Provincia e comuni uniti per l'accoglienza degli immigrati africani

A fronte del costante arrivo di migranti dall'Africa, Provincia di Pisa e Comuni del territorio si incontrano per gestire le nuove fasi dell'emergenza: in vista permanenze più lunghe sul territorio

La Provincia e i Comuni pisani si apprestano a consolidare, nel proprio territorio, l’esperienza dell’applicazione del modello toscano d’accoglienza, al fine di far fronte alle nuove fasi dell’emergenza umanitaria in corso, con il perdurante e costante flusso di emigrazione dalle varie regioni del continente africano attraversate da crisi politiche, militari o sociali. Per questo i rappresentanti degli enti locali si sono riuniti a Pisa, nella sede della stessa Provincia, su iniziativa del Presidente Andrea Pieroni e dell’assessore all’integrazione Silvia Pagnin, per discutere i principali aspetti organizzativi del percorso da proseguire al fine di dare risposta al bisogno di ospitalità delle persone in arrivo nel territorio. Oltre ad amministratori di vari Comuni di tutte le zone provinciali (Area Pisana, Valdera, Valdarno e Valdicecina), all’incontro era presente anche la referente della Regione per le questioni sul tavolo, Maria  Sargentini. 

In questo ultimo periodo si sta registrando un cambiamento significativo nei flussi migratori. Dopo l’impatto con i primi contingenti di migranti  provenienti soprattutto dagli Stati africani settentrionali e alloggiati nel nostro Paese con la formula del permesso di soggiorno temporaneo, adesso infatti  si sta passando gradualmente a profili umani di tipo diverso: non più, prevalentemente, maschi in giovane età, ma donne e famiglie anche con bambini. “Dunque - sottolinea l’assessore Pagnin – si tratta di persone potenzialmente destinate a permanenze più lunghe che ci pongono di fronte questioni specifiche da gestire”.

Il modello resta comunque imperniato attorno al principio del collocamento di piccoli gruppi equilibratamente distribuiti nelle varie aree (la formula tendenziale è quella di “una famiglia per un comune” suggerita dal governatore Enrico Rossi), al fine di contenere al minimo le problematiche della sistemazione nel tessuto sociale delle comunità ospitanti e favorire anzi un più rapido inserimento.

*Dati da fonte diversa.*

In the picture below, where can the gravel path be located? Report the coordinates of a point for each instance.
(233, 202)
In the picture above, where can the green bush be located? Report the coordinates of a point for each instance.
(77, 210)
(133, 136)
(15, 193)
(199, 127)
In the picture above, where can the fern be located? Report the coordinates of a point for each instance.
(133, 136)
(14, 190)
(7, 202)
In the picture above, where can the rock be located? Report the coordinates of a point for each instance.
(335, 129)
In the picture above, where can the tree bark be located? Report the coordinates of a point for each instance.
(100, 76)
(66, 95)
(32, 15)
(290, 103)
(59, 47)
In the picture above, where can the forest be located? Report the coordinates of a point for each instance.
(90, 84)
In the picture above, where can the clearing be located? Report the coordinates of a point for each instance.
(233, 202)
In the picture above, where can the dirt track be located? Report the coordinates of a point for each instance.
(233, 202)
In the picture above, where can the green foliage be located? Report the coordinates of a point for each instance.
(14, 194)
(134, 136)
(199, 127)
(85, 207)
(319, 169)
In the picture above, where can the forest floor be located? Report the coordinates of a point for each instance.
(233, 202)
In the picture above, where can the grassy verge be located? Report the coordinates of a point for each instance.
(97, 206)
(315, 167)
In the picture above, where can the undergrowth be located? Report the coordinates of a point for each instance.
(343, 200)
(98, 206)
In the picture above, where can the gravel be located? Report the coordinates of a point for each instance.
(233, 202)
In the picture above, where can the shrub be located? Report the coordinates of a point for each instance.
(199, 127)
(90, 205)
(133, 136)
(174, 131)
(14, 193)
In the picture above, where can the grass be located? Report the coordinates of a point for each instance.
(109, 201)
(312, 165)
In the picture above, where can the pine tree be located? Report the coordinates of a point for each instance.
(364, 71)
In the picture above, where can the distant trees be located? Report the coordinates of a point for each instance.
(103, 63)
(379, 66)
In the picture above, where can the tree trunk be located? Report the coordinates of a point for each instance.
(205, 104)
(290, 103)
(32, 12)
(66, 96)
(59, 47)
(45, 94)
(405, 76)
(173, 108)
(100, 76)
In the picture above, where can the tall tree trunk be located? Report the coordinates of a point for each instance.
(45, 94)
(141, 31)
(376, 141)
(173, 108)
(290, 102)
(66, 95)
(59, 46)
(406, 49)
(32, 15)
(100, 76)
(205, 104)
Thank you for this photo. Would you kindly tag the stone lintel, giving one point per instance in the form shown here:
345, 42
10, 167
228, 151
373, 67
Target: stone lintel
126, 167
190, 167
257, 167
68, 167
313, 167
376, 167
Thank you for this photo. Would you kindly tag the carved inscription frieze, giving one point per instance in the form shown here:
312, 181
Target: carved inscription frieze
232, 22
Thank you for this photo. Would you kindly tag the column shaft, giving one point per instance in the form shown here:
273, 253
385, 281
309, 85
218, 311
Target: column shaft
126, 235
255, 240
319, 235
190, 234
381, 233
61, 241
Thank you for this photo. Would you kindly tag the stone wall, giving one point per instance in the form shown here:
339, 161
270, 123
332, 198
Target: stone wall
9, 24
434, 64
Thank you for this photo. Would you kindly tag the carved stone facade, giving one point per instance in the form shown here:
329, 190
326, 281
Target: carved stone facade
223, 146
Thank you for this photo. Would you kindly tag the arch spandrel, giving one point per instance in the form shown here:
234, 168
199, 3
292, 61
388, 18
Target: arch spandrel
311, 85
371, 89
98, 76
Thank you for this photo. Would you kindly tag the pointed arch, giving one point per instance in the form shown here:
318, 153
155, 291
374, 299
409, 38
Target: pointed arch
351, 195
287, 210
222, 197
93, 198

“La diversa tipologia di accoglimenti - prosegue Pagnin - impone l’individuazione di residenze anche diverse da quelle impiegate finora, passando da alloggiamenti collettivi di tipo pubblico, che possono comunque continuare ad essere di grande utilità, a strutture private. L’ottica, del resto, con questa seconda tornata di immigrati è quella di operare tenendo conto della necessità di una loro diversa integrazione nel territorio. Sotto tutti i profili, da parte dei Comuni, abbiamo trovato una pronta disponibilità a governare questa situazione nella quale, peraltro, un ruolo determinante ha e avrà il mondo dell’associazionismo e del volontariato”.